S: By default, the goals that an AI will learn during its training won't generalize in a way that satisfies humans once this AI is exposed (in the real world) to situations it has never seen during its training.

D: Instrumental convergence

S: Most large-scale objectives can be better achieved if an AI acquires resources (political power, money, intelligence, influence over individuals etc).

By default, as AIs become more capable, they will reach a point where they will be able to successfully execute strategies that de facto overpower humanity. Avoiding that they do that despite it a) being optimal for their own goals & b) having the ability to do so will require efforts.

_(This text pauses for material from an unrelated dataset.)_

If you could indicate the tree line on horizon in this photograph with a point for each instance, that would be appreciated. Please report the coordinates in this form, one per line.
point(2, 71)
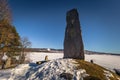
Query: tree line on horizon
point(10, 41)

D: Pivotal processes likely require incomprehensibly complex plans

S: The plans (e.g. pivotal processes) that allow the world to reach a point of stability (i.e. the chances that humanity goes extinct rebecomes extremely low) will probably be incomprehensible to humans.

D: Superintelligence can fool human supervisors

S: Self-explanatory.

D: Superintelligence can hack software supervisors

S: Superintelligence can hack (i.e. mislead, break or manipulate) the other AIs that humans have put in place to supervise the superintelligence.

D: Humans cannot be first-class parties to a superintelligence value handshake

S: (I'm not literate enough to interpret the scriptures here); [Zvi (a): To take a first non-technical shot at #9: Superintelligent computer programs are code, so they can see each others’ code and provably modify their own code, in order to reliably coordinate actions and agree on a joint prioritization of values and division of resources. Humans can’t do this, risking us being left out.]

D: Humanlike minds/goals are not necessarily safe

S: It might be contingent that humans don't cause destruction around them. It might be feasible to build minds with human capabilities that would do so.

D: Someone else will deploy unsafe superintelligence first (possibly by stealing it from you)

S: Avoiding human extinction will require a certain velocity in execution OR a global governance regime which prevents any race between different actors building their own AGIs. Otherwise, unsafe actors always pose the risk to deploy unsafe superintelligence first (possibly by stealing it from safe actors).

D: Unsafe superintelligence in a box might figure out what’s going on and find a way to exfiltrate itself by steganography and spearphishing

S: Even if contained with very advanced measures, a superintelligent mind might be able to communicate with the external world in ways that are not understandable to humans (i.e. steganography) and advanced manipulative techniques.

D: We are ethically obligated to propose pivotal processes that are as close as possible to fair Pareto improvements for all citizens, both by their own lights and from a depersonalized well-being perspective. (Eliezer may disagree with this one)

S: There is a moral obligation to do a pivotal process (i.e. an action which prevents any rogue actor from building a misaligned AGI) which is as close as possible from good & fair for everyone.

Examples of such processes could be: (i) enforce a perfect monitoring of high-end compute in a way which prevents people from building unaligned AGI; (ii) make huge amounts of money and buy all the competitors that are less safety conscious to prevent them from building an unaligned AGI.



Zvi distills further, down to five core problems (a):

1) We don’t know how to determine what an AGI’s goals or values would be.

2) We don’t know what goals or values would result in good outcomes if given to an AGI, and once chosen we won’t know how to change them.

3) Things that are smarter than you will outsmart you in ways you don’t anticipate, and the world they create won’t have a meaningful or productive place for us.

4) Coordination is hard, competition and competitive pressures are ever-present.

5) Getting out of the danger zone requires capabilities from the danger zone.